The high court's June 5 ruling came on the heels of its ruling to grant a request by farming company Williams and Fickett to void property tax assessments on equipment it claimed they didn’t own.
The case stems from an audit that Williams and Fickett underwent in 1997. Fresno County claimed that the company owned farming equipment that was not reported on its personal property statement. The company, however, claimed that it did not own the property on the dates in question, and when it failed to pay the assessed amount, the county placed liens on the plaintiff’s real and personal property.
Williams and Fickett then filed suit after the county denied its appeals for a refund.
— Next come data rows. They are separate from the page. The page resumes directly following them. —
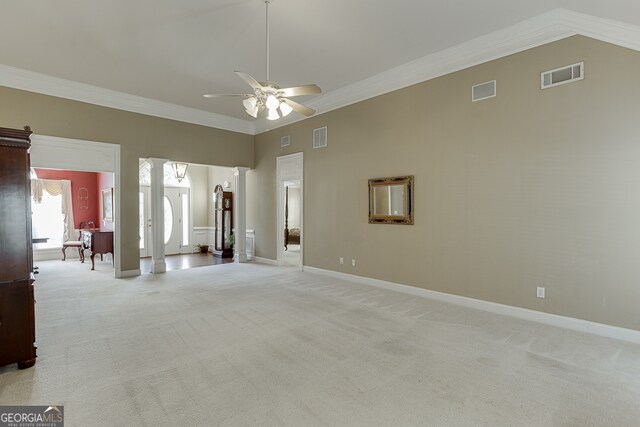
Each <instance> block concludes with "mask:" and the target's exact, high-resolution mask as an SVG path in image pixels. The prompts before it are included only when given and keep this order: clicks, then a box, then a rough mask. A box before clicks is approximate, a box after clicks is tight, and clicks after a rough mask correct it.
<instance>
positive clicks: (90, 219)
mask: <svg viewBox="0 0 640 427" xmlns="http://www.w3.org/2000/svg"><path fill="white" fill-rule="evenodd" d="M36 175H38V178H40V179H67V180H69V181H71V195H72V197H73V222H74V223H75V227H76V228H79V227H80V223H81V222H82V221H93V222H94V223H95V224H96V227H100V210H99V209H100V191H99V189H98V175H99V174H97V173H95V172H76V171H65V170H53V169H36ZM82 187H84V188H86V189H87V195H88V196H89V199H88V200H87V208H86V209H84V208H83V209H81V208H80V200H79V197H78V190H79V189H80V188H82Z"/></svg>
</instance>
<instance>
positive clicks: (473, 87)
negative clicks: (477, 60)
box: [471, 80, 496, 102]
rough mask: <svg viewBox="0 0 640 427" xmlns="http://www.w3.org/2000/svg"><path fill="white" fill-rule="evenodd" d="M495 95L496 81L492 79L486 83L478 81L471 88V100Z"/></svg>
mask: <svg viewBox="0 0 640 427" xmlns="http://www.w3.org/2000/svg"><path fill="white" fill-rule="evenodd" d="M494 96H496V81H495V80H492V81H490V82H486V83H480V84H479V85H475V86H473V87H472V88H471V101H473V102H476V101H482V100H483V99H488V98H493V97H494Z"/></svg>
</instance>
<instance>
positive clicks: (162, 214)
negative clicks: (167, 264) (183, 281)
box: [149, 158, 168, 274]
mask: <svg viewBox="0 0 640 427" xmlns="http://www.w3.org/2000/svg"><path fill="white" fill-rule="evenodd" d="M166 162H168V160H167V159H154V158H150V159H149V163H151V234H152V236H153V237H152V240H153V245H152V248H153V253H152V254H151V272H152V273H154V274H157V273H164V272H166V271H167V263H166V262H165V260H164V164H165V163H166Z"/></svg>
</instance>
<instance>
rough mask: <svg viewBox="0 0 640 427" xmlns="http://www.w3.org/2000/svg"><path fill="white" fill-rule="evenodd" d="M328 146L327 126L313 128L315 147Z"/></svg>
mask: <svg viewBox="0 0 640 427" xmlns="http://www.w3.org/2000/svg"><path fill="white" fill-rule="evenodd" d="M326 146H327V127H326V126H325V127H322V128H318V129H314V130H313V148H322V147H326Z"/></svg>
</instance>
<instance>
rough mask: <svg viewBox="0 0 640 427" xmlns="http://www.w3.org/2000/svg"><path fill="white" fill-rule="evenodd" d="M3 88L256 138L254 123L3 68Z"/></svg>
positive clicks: (103, 89) (22, 70) (17, 69)
mask: <svg viewBox="0 0 640 427" xmlns="http://www.w3.org/2000/svg"><path fill="white" fill-rule="evenodd" d="M0 86H6V87H10V88H14V89H20V90H25V91H28V92H35V93H41V94H44V95H51V96H56V97H58V98H65V99H71V100H74V101H80V102H86V103H89V104H94V105H100V106H103V107H109V108H115V109H118V110H124V111H130V112H133V113H139V114H145V115H148V116H154V117H161V118H164V119H170V120H177V121H180V122H185V123H193V124H196V125H202V126H207V127H213V128H218V129H223V130H228V131H233V132H240V133H246V134H250V135H254V134H255V131H254V127H253V123H251V122H250V121H248V120H241V119H237V118H235V117H229V116H224V115H221V114H215V113H210V112H208V111H203V110H197V109H195V108H189V107H183V106H180V105H176V104H171V103H168V102H163V101H157V100H155V99H149V98H144V97H141V96H136V95H130V94H127V93H123V92H118V91H115V90H111V89H105V88H101V87H98V86H92V85H88V84H85V83H78V82H74V81H71V80H65V79H61V78H58V77H53V76H48V75H46V74H40V73H36V72H33V71H28V70H23V69H20V68H15V67H10V66H7V65H1V64H0Z"/></svg>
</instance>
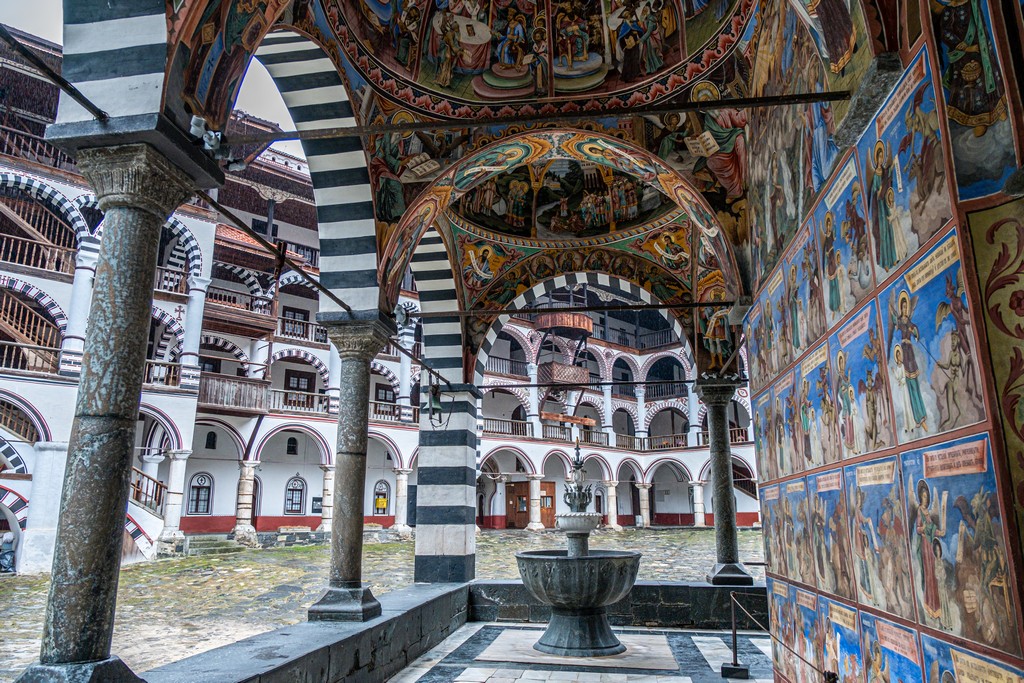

The company paid the disputed liens, including interest and penalties, in 2012.
The superior court sustained the county’s demurrer in 2013 because the plaintiff had failed to exhaust its administrative remedies by not filing timely applications for reductions of the challenged assessments. The appellate court, however, reversed, concluding that “the taxpayer claims an assessment is void because the taxpayer does not own the assessed property, [so] the taxpayer is not required to apply for an assessment reduction to exhaust its administrative remedies.”
The state's high court affirmed the appeals court, with Chief Justice Tani Cantil-Sakauye delivering the decision.
“We recognize that a taxpayer in plaintiff’s position might have reasonably relied on our decision in Parr-Richmond (Parr-Richmond Industrial Corp. v. Boyd, supra, 43 Cal.2d 157) to believe it was unnecessary to timely exhaust its administrative remedies through the assessment appeal process before filing a tax refund claim and bringing a refund action pressing a claim of no ownership of the assessed property," the high court said in its ruling. "For this reason, we conclude that our holding should apply only prospectively.”